Je ferais mieux de cesser de divaguer.
Mon objectif actuel est de rejoindre l'auberge. Loin de moi l'idée de dormir dehors cette nuit. Pour cela, il ne me reste plus qu'à marcher le long des passerelles jusqu'à la gare, en priant pour trouver un train direction Toshima. J'espère que mes quelques yens feront l'affaire pour acheter un ticket.
☾
Arrivée à la gare de Shibuya, je scrute les pancartes suspendues au plafond à la recherche de ma ligne. La gare est bondée, si bien que je suis incapable de garder la tête en l'air pour lire les panneaux. C'est comme si toute la ville s'était donné rendez-vous.
Je finis par me précipiter à un guichet, non sans bousculer la foule de passants qui s'agite dans tous les sens. Heureusement, le contrôleur parle anglais et je n'ai donc aucun mal à retirer mon billet.

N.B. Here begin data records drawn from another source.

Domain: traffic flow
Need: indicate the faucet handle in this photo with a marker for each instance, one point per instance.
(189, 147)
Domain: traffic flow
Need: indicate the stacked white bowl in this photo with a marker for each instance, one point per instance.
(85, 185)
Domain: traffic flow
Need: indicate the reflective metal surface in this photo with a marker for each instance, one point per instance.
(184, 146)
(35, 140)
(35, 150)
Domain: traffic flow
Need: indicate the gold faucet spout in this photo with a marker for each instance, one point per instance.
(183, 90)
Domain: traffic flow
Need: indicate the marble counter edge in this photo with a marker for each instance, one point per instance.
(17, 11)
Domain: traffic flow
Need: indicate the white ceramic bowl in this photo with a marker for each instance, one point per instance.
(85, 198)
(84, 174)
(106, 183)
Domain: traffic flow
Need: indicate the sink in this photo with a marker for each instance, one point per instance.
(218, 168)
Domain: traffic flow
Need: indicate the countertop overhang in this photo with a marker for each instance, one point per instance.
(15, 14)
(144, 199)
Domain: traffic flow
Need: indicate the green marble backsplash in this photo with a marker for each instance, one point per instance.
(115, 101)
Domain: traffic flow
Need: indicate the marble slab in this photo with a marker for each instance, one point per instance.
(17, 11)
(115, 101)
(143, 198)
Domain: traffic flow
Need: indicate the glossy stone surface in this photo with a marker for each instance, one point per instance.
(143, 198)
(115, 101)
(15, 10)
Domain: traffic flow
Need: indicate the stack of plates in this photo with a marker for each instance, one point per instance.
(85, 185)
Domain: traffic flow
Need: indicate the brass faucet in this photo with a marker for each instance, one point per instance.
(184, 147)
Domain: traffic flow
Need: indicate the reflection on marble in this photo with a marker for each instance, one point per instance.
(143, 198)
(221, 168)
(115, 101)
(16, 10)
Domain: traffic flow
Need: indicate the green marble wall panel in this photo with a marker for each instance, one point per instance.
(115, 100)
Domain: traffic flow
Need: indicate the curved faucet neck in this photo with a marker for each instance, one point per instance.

D'après ses dires, je suis censée prendre la ligne Yamanote direction Ueno. Je tire ma valise à travers un nombre infini de couloirs jusqu'à atteindre le quai indiqué.
A l'extérieur, je m'assois sur l'une des nombreuses chaises en plastique usé tandis que l'air frais japonais me caresse le visage. J'espère que le train sera à l'heure parce que je commence déjà à me transformer en glaçon.
Pour ne rien arranger, le ciel noir m'indique que la pluie ne va pas tarder à s'intensifier. J'aurais dû prendre le métro.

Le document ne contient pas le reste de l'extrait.